Grandpa got a full paper bag of “mints for the kids” and, wonder-of-wonders, another bag with five mints in it just for me, if I could be quiet while he visited with his friends. For five mints, I could be quiet.

It’s a memory that has stuck with me: Grandpa being welcomed by his circle of friends, puffing on his White Owls, sitting relaxed on a barrel and joining in on the discussion.

I spent my time quietly wandering round the store, gazing in wonder at the masses of different candy under the counter, the horse harnesses hanging on posts, the mysterious tiny drawers that covered a whole wall behind the clerk.

One corner was blocked off for the post office, where the postmistress reigned and the names of the residents were written under each open cubbyhole. The floors, originally painted white, were worn bare by the tread of countless boots. The whole store was so warm and welcoming that it beckoned you to sit and “shoot the breeze” by the stove.

Eventually, Grandpa and Grandma left Wanstead and moved to Davis Street in Sarnia, where Grandpa would continue to wander off to the barbershop for a haircut.

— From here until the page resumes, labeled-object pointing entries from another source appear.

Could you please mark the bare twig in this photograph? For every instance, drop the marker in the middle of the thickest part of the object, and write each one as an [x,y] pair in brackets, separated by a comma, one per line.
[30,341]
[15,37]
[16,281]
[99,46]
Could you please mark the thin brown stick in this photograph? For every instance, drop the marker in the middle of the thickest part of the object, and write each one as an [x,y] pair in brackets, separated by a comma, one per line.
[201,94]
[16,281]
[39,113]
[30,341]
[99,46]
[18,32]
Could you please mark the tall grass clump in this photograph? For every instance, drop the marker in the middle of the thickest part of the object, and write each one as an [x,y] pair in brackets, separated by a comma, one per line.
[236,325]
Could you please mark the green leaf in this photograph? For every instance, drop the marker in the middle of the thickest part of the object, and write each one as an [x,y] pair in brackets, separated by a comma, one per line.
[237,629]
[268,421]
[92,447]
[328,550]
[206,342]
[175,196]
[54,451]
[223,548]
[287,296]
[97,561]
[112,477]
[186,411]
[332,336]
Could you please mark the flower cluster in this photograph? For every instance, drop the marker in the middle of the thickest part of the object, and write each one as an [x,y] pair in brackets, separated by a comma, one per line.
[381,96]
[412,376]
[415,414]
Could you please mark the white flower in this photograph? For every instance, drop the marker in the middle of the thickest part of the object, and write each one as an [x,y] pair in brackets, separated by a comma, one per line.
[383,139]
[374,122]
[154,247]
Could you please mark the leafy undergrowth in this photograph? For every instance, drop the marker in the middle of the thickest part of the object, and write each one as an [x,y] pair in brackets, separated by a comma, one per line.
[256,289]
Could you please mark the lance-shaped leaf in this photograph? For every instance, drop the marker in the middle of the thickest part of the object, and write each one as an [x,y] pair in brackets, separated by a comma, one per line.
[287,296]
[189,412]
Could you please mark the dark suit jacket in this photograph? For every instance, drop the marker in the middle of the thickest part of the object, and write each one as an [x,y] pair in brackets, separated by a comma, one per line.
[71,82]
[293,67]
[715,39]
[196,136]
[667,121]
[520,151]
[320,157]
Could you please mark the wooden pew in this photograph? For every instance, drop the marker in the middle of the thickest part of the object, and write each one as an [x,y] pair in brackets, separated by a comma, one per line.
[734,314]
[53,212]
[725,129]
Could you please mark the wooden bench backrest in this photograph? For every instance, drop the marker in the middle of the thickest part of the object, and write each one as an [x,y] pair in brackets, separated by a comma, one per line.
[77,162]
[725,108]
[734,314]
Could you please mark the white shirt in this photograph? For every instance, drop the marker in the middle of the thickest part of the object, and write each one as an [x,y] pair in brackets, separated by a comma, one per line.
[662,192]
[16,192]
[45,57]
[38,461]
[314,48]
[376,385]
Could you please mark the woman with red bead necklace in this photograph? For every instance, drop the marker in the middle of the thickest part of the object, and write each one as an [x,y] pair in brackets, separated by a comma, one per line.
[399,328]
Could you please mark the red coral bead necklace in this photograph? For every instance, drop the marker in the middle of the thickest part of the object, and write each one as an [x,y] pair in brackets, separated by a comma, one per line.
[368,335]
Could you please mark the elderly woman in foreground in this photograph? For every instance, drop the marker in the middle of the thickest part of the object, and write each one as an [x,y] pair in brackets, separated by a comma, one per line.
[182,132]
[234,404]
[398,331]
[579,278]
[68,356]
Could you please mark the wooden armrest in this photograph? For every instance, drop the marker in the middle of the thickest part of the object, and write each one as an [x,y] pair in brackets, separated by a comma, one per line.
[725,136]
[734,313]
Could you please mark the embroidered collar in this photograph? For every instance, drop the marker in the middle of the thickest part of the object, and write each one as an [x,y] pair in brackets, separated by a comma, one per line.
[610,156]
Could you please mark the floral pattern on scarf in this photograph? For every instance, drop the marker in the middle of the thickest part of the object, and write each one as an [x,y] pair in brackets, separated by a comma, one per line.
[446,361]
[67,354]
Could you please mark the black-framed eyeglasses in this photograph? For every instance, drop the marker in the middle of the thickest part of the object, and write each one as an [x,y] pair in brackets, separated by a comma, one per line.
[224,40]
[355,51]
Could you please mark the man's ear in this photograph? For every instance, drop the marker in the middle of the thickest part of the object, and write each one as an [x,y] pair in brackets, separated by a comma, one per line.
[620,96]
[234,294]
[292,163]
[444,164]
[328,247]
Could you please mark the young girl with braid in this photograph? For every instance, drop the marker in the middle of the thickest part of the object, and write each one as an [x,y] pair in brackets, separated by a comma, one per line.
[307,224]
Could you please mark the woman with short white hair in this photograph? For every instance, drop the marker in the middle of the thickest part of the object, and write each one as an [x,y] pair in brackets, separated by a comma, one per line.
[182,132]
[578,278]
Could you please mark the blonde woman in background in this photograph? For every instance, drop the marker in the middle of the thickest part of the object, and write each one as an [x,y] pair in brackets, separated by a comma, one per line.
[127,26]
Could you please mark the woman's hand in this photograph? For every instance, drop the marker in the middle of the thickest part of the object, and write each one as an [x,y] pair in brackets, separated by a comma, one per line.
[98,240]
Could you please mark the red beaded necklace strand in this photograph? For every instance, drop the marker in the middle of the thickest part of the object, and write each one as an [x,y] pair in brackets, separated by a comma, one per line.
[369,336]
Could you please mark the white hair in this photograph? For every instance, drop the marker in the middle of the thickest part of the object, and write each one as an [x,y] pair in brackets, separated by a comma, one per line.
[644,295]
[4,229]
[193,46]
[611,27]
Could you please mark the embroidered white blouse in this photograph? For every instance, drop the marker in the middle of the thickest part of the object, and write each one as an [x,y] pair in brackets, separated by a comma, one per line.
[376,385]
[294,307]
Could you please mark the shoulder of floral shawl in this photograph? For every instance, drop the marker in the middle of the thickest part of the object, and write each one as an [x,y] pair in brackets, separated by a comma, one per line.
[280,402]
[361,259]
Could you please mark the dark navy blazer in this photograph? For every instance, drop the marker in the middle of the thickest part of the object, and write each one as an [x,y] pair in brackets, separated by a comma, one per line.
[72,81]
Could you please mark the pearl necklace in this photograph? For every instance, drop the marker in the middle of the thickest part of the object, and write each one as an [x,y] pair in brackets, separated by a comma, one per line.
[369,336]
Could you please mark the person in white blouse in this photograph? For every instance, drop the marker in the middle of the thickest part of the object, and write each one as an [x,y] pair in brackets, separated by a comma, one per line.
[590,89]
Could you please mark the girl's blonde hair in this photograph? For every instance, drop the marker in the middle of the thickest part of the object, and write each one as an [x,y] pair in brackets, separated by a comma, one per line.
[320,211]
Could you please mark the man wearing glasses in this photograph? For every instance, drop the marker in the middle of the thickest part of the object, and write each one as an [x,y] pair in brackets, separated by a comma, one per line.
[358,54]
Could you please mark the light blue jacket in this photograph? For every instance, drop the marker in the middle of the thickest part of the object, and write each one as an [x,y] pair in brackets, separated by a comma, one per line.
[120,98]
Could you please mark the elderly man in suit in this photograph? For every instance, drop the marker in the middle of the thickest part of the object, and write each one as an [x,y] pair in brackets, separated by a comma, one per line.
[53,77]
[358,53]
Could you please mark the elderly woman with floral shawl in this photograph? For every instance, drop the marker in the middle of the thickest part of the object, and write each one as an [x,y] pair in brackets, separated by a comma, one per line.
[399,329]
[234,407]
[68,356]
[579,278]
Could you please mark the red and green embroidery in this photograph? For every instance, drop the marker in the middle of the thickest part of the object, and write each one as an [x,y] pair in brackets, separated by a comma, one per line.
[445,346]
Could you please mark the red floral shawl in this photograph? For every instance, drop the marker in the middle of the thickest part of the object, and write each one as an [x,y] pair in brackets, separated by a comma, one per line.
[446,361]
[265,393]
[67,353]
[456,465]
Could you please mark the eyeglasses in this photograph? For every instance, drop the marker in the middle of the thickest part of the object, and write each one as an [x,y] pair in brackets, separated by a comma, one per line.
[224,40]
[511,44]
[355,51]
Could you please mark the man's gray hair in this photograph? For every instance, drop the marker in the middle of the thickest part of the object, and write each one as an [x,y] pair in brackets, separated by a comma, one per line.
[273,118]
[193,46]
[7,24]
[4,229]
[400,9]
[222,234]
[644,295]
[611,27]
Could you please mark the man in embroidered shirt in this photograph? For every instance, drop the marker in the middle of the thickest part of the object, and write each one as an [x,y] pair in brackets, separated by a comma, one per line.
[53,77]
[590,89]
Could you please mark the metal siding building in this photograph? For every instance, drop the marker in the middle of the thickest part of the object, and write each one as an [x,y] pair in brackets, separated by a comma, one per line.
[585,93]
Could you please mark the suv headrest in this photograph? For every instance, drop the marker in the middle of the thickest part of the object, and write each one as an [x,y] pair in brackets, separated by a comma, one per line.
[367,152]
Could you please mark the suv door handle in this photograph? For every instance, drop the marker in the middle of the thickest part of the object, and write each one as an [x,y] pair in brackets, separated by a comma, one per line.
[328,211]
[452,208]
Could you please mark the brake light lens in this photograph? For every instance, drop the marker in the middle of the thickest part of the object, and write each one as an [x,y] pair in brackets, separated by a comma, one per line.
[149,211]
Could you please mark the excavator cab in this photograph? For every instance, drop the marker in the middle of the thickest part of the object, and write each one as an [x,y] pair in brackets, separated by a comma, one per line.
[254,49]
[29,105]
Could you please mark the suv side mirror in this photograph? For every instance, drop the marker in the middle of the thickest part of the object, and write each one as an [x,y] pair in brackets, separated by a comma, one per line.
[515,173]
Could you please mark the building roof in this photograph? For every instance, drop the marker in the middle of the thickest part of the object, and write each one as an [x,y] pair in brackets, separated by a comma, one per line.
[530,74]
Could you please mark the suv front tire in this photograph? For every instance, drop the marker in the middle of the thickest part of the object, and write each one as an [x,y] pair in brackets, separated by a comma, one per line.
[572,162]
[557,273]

He had no hair to speak of, but I realize now what he really needed was that chat-round-the-stove feel of the old Wanstead general store.

Which is why I found the flashback at Tim’s so compelling. Coffee shops have become the general stores of our world, the place we go to visit friends over a cup of coffee.

For just a moment, I was back at that general store and those men sitting round the pot-bellied stove and shooting the breeze.